NOTES: "Sleeping Beauty", Walt Disney's $6,000,000 animated production in Technicolor and Technirama, is dormant in title only. Six years of sustained effort went into it. For Disney, who liked to tackle the impossible and usually achieved it, this cartoon feature was his most challenging. "Hundreds of our top artists and craftsmen were involved in the picture" Disney declared at the time. "It took a million drawings to bring 'Sleeping Beauty' to life on the screen."
The big screen imposed tremendous added labors on the artists. They had to move their characters in larger fields of action. They had to create different color schemes and a new landscape for the classic tale. The mathematical calculations became much more intricate. Every phase of artistry and mechanics which together comprise the art of animation, the art of drawing in motion, had to be revamped. "In fact, the most difficult barrier for the artists was to keep them from covering old ground used in former cartoon classics — to keep their concepts fresh and talents sharp."

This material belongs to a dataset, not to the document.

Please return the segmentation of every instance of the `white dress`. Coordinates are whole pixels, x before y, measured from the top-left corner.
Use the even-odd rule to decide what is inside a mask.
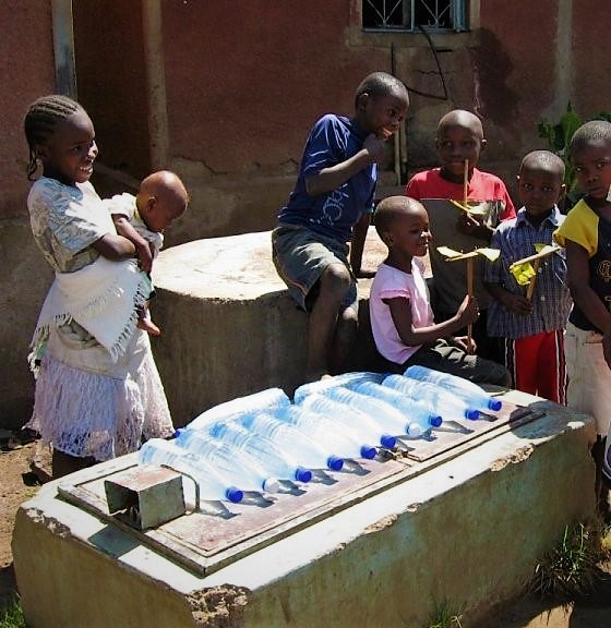
[[[31,190],[27,206],[36,243],[58,278],[50,293],[57,297],[63,290],[67,297],[63,301],[57,300],[63,309],[50,299],[55,307],[37,325],[35,339],[39,341],[44,337],[45,349],[37,369],[34,412],[28,427],[39,432],[45,442],[60,451],[77,457],[92,456],[100,461],[136,450],[143,439],[171,435],[173,426],[164,387],[148,335],[133,324],[133,303],[122,310],[130,321],[108,314],[108,325],[100,325],[100,316],[97,316],[94,317],[96,324],[89,326],[87,317],[71,316],[73,302],[69,292],[79,285],[79,271],[91,273],[98,258],[91,244],[106,233],[115,232],[93,185],[71,186],[40,178]],[[131,281],[137,293],[139,282],[133,281],[137,273],[133,273],[133,264],[104,262],[109,267],[118,265],[125,270],[115,273],[113,279],[105,276],[105,286],[117,283],[116,293],[122,293],[125,281]],[[105,266],[99,266],[104,276]],[[67,274],[74,274],[74,277]],[[58,283],[61,286],[59,292]],[[112,291],[106,294],[109,299]],[[73,297],[82,304],[81,289]],[[104,301],[95,299],[92,295],[92,302]],[[116,310],[112,302],[109,306],[108,300],[105,305],[98,309],[98,314]],[[119,334],[118,345],[110,350],[106,336],[108,329],[115,327],[128,331]]]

Directing animator Marc Davis handled both Sleeping Beauty herself (otherwise known as both Princess Aurora and Briar Rose) and Maleficent. Helene Stanley was the live model for Beauty, whilst Jane Fowler posed for Maleficent and Ed Kemmer for the Prince.
Filmed in Technirama 70mm, "Sleeping Beauty" was printed and projected anamorphically at an aspect ratio of 2.35:1. Initial worldwide film rentals gross returned only $5.3 million, a long way short of recouping the movie's $6 million negative cost, plus print, advertising and distribution overheads.
COMMENT: This Disney DVD rates 10/10. The wide anamorphic screen is always full of movement. Absolutely chock-a-block. Never has the wide-wide screen been used so effectively — in either an animated or a live action film. Disney artistry at its super best, "Sleeping Beauty" is an entertainment masterpiece.